Beginners' Mind Kind of Sucks

For a while, I have been wanting to become more “handy” around the house. A lifetime knowledge worker, I have never had the chance to learn many practical skills to fix things in the real world.

I have a few projects, damaged siding, light fixtures, screen door repairs, that I am determined to get through on my own. So I figure, I can learn this, right? I’ll apply my investigative skills to the analog world. I am good at learning.

This is a great chance to embrace my Beginner’s Mind and aproach this whole thing with fresh eyes.

Problem is, Beginner’s Mind kind of sucks. Well, let’s say it has a definite down side.

Yeah. Beginner’s Mind is not what it’s cracked up to be in the Eastern Spirituality section at Barnes and Noble. No, it’s not all wide-eyed openness to possibilities and experience.

It might be a little of that, but mostly it’s an exercise in deep humility. Being humiliated about how little you know, making and admitting mistakes (after mistakes), and not being able to get by without asking for help.

Jeez. How did I get to the age of 43 and not know at least a little of this stuff? Why can’t I walk into a hardware store an get the supplies for one small project without being lost and perplexed? I can’t even tell the nails and screws apart. (Why do nails have to be “hot dipped?” What are they hot dipped in?)

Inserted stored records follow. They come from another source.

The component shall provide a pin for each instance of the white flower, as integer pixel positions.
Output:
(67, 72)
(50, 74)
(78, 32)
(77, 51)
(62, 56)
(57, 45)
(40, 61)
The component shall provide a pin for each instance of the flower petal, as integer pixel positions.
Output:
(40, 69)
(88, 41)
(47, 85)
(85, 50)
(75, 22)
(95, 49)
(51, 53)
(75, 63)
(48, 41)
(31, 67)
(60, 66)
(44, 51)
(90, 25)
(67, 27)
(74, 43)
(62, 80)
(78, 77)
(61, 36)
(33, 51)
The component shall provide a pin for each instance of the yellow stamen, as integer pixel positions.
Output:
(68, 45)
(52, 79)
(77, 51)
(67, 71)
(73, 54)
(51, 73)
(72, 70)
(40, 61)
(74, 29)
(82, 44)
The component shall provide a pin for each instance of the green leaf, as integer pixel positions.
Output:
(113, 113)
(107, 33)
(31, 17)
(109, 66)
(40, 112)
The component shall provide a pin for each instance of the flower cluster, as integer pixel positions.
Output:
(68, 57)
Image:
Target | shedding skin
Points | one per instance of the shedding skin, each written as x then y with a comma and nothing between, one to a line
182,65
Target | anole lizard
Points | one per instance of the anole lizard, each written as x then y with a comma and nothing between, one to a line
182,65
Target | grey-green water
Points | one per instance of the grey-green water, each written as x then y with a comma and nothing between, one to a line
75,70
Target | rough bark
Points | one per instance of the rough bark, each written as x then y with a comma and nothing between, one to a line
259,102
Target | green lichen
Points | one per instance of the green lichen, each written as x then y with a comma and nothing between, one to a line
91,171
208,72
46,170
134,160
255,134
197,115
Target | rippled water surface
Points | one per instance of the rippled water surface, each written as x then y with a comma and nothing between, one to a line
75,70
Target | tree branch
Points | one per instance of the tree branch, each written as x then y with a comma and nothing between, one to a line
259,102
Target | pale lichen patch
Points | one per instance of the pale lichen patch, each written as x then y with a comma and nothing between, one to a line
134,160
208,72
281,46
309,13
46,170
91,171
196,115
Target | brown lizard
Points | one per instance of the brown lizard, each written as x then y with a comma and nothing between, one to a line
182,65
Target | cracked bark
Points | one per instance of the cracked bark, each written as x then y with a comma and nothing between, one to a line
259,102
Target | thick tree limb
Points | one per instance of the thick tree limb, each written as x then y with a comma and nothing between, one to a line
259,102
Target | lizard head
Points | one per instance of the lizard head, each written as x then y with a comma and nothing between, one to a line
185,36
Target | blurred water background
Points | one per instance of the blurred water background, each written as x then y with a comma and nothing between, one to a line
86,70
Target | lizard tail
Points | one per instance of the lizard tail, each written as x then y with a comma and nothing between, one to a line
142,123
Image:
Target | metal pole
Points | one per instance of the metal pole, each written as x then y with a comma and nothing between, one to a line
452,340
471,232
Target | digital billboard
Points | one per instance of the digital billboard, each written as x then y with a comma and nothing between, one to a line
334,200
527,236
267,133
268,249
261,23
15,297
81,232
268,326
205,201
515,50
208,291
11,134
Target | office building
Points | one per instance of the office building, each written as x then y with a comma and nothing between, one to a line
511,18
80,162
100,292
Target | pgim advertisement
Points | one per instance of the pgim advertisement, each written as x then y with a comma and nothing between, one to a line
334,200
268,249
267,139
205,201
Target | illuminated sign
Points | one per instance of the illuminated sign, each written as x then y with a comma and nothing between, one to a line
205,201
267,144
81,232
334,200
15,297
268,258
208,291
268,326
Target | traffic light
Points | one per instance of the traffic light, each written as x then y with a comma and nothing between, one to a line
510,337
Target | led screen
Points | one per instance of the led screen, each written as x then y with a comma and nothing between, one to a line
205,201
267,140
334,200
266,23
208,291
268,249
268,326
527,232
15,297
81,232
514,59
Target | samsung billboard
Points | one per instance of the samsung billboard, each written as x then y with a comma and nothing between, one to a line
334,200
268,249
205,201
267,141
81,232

I repaired my mailbox after the hurricane. I felt so empowered. I rehung the back screen door, but it does not close flush and I can’t figure out why. I think it may be due to the fact that I didn’t choose the right sheet metal screws. My attempt to fix the rotten siding failed — an $80 dead end detour. A friend looked at my aborted efforts and patiently explained to me my mistaken assumptions. He’s going to help me figure it out next week.

Beginner’s Mind means being willing to understand how little you understand. Beginner’s Mind means being willing to feel like an idiot. And, as a man in the midst of men who know these things and women who lament that you do not know these things, it means feeling like less of a “real man.” Letting go of your own self image and pretensions is not a pleasant thing.

Thing is, this downside, this humbling, is probably the most important benefit of Beginner’s Mind. But it still kind of sucks.